Mahindra was quick to give his opinions on the topic. “You said it, @elonmusk. And we’ve been doing that for decades now. Still sweating and slaving away at it”, reacting to Musk’s tweet.
According to Musk, legacy and larger car manufacturers make their profits by selling replacement parts to their fleet, “of which 70% to 80% are past warranty”. Additionally, he stated that these car manufacturers also sell their cars at low rates to meet profitability margins.

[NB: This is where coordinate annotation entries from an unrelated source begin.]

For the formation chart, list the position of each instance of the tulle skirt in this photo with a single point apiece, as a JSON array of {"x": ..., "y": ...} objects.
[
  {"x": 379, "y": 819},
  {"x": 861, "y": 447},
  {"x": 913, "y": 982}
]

However, given the largest costs incurred during the production of EVs, these are not feasible options for Tesla or any other electric vehicle manufacturer. For instance, in the excerpt from his new book that Musk tweeted, Dyson had shared the many twists and turns that went into his company’s ultimately failed attempt at bringing the high-end N526 EV to market.
That being said, Tesla is slowly inching closer to its entry into the Indian markets. Approximately a week back, according to a posting on the website of the Ministry of Road, Transport and Highways (MoRTH), four models of Tesla had received homologation certificates. This meant that the Tesla vehicles had been certified as being roadworthy in India and could be manufactured or imported by the company.
However, similar to what Musk said, India is one of the toughest countries to carry out the car manufacturing business as consumers tend to spend relatively lower amounts on vehicles. This is an even bigger problem for foreign players such as Tesla.
For instance, the most affordable Tesla is the 2017 Model 3 with a $39,990 (around INR 30 L) price tag. With import duties, it would become unaffordable in the Indian market with an expected price tag of around INR 60 L. The government may consider lowering import duty along with offering other SOPs to Tesla but for that, the EV major would have to invest in setting up a manufacturing facility in the country.
Currently, India levies 100% tax on imported cars of price more than $40,000 (about Rs 30 Lakh) inclusive of insurance and shipping expenses, and cars less than $40,000 are subject to 60% import tax. Tesla has previously urged the Indian government to lower the import tax on EVs to 40% from 100%.
The company also intends to open retail outlets in multiple cities as the major electric vehicle (EV) automaker is in talks with the government for the same. It is reportedly in discussions with the government regarding the norms and regulations required for the US-based company to set up retail outlets in the country, as it will have to comply with the foreign direct investment (FDI) along with the local sourcing norms.